Parce que l’Etat et le gouvernement n’ont pas intérêt à laisser les personnes subissant une ou plusieurs oppressions prendre conscience de leur force. Qu’ils n’aiment pas non plus quand les luttes convergent, que l’anti racisme rencontre l’anti capitalisme, que les mouvements anti racistes se préoccupent de la question des migrants… Parce que le gouvernement voudrait que ces discussions se déroulent dans des lieux « privés », que tout cela reste invisible, se cantonnent à des échanges entre une poignée d’individus. Mais l’afro féminisme, les luttes antiracistes, les luttes féministes, n’ont pas vocation à rester entre quatre murs. Les discussions qui ont lieu en non-mixité ont vocation également à poser la question de l’auto-organisation des opprimés, à poser la question d’une politique vers l’extérieure, à se préparer à de prochaines mobilisations.

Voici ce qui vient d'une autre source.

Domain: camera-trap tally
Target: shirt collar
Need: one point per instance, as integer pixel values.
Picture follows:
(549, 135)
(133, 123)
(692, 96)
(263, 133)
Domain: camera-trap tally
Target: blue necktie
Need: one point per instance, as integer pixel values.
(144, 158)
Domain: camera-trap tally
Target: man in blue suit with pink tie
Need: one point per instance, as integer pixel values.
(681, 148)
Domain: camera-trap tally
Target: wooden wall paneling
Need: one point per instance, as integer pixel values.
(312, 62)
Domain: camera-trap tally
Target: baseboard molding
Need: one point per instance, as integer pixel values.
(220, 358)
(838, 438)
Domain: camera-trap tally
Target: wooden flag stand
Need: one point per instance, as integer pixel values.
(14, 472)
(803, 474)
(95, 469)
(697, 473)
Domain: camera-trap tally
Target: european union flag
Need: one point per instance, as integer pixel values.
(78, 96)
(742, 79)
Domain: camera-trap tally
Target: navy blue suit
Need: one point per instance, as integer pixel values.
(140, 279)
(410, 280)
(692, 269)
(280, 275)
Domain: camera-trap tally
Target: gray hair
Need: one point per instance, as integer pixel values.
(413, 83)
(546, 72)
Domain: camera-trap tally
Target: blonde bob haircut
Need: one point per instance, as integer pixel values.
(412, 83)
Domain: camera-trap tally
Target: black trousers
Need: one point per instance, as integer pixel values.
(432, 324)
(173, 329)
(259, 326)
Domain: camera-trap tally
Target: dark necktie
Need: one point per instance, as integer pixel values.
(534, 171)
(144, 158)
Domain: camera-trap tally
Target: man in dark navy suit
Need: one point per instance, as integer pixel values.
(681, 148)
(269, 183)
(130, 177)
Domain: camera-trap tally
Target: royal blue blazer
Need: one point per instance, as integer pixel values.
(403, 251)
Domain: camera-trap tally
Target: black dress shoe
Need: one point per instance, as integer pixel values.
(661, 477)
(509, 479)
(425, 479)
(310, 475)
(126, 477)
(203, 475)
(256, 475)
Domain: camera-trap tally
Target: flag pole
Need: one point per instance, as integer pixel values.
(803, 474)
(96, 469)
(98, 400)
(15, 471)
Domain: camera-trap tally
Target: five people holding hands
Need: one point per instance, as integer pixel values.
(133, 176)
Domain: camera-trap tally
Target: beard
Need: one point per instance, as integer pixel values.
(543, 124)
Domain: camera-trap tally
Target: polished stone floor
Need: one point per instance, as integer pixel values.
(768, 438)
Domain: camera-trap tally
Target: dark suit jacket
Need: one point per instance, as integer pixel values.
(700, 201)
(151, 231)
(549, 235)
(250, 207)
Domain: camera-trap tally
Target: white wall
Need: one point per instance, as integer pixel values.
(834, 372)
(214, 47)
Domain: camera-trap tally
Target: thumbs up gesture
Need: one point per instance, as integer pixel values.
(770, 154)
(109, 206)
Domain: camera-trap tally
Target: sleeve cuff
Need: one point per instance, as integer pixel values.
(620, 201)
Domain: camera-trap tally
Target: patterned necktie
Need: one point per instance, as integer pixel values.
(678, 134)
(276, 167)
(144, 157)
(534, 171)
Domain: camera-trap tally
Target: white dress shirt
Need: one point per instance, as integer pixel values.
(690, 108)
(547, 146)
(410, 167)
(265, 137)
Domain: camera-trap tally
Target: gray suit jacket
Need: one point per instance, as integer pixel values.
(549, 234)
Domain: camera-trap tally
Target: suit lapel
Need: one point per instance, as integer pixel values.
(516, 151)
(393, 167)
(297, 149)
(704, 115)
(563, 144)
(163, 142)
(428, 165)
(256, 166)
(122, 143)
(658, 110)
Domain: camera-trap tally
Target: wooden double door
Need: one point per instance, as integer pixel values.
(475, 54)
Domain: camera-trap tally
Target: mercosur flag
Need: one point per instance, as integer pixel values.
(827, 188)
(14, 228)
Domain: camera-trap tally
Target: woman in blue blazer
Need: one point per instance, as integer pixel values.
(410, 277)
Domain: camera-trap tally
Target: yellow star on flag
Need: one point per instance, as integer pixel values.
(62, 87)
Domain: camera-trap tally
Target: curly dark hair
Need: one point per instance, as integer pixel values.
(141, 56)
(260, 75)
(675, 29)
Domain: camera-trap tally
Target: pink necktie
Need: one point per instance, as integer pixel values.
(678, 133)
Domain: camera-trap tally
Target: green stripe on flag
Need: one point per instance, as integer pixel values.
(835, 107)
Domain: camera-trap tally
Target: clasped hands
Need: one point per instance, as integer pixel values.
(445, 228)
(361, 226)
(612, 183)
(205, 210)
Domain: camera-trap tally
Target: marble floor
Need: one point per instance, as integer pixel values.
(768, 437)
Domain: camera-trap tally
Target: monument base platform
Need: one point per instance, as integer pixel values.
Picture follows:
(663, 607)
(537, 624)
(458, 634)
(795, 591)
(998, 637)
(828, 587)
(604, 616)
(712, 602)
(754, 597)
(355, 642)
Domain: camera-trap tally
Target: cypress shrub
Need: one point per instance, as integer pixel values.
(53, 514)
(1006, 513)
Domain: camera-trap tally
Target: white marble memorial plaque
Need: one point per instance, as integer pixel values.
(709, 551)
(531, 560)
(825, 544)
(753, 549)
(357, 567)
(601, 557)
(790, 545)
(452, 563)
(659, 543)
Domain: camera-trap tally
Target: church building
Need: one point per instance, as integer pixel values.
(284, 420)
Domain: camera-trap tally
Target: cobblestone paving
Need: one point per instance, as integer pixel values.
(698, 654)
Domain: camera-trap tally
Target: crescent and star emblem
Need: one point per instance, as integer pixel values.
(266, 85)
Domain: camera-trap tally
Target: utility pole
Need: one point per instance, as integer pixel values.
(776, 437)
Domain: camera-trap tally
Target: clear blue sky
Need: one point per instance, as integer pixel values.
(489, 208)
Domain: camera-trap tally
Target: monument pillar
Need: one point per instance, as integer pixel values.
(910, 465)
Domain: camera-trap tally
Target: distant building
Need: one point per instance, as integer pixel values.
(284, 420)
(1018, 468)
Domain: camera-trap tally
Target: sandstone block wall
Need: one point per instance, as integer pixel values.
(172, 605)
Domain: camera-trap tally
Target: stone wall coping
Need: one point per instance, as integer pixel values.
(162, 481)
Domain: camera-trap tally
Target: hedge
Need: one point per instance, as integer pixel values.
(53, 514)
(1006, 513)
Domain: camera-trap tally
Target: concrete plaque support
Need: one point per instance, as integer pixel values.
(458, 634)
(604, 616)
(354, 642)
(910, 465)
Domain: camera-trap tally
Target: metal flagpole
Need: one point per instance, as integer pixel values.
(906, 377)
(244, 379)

Le Mwasi a donc voulu axer son festival précisément sur cette question qu’elles ont nommé « l’organisation de nos résistances ». Au-delà de l’auto-organisation des personnes racisées, parfaitement légitime car en premier lieu les victimes de ce racisme institutionnel et les plus à même pour poser les perspectives pour lutter contre, reste à penser les modalités de convergence pour « organiser les résistances » à la plus large échelle possible. En effet, le combat contre un Etat français raciste, sexiste, impérialiste, et à la solde d’un patronat qui exploite plus spécifiquement les personnes racisées, premières cibles de la précarité du travail, mais également de larges couches de la population nécessite un combat de l’ensemble des subalternes, et pas seulement des subalternes racisé-e-s, qui ont tout à gagner de ce combat pour en finir avec les oppressions et l’exploitation.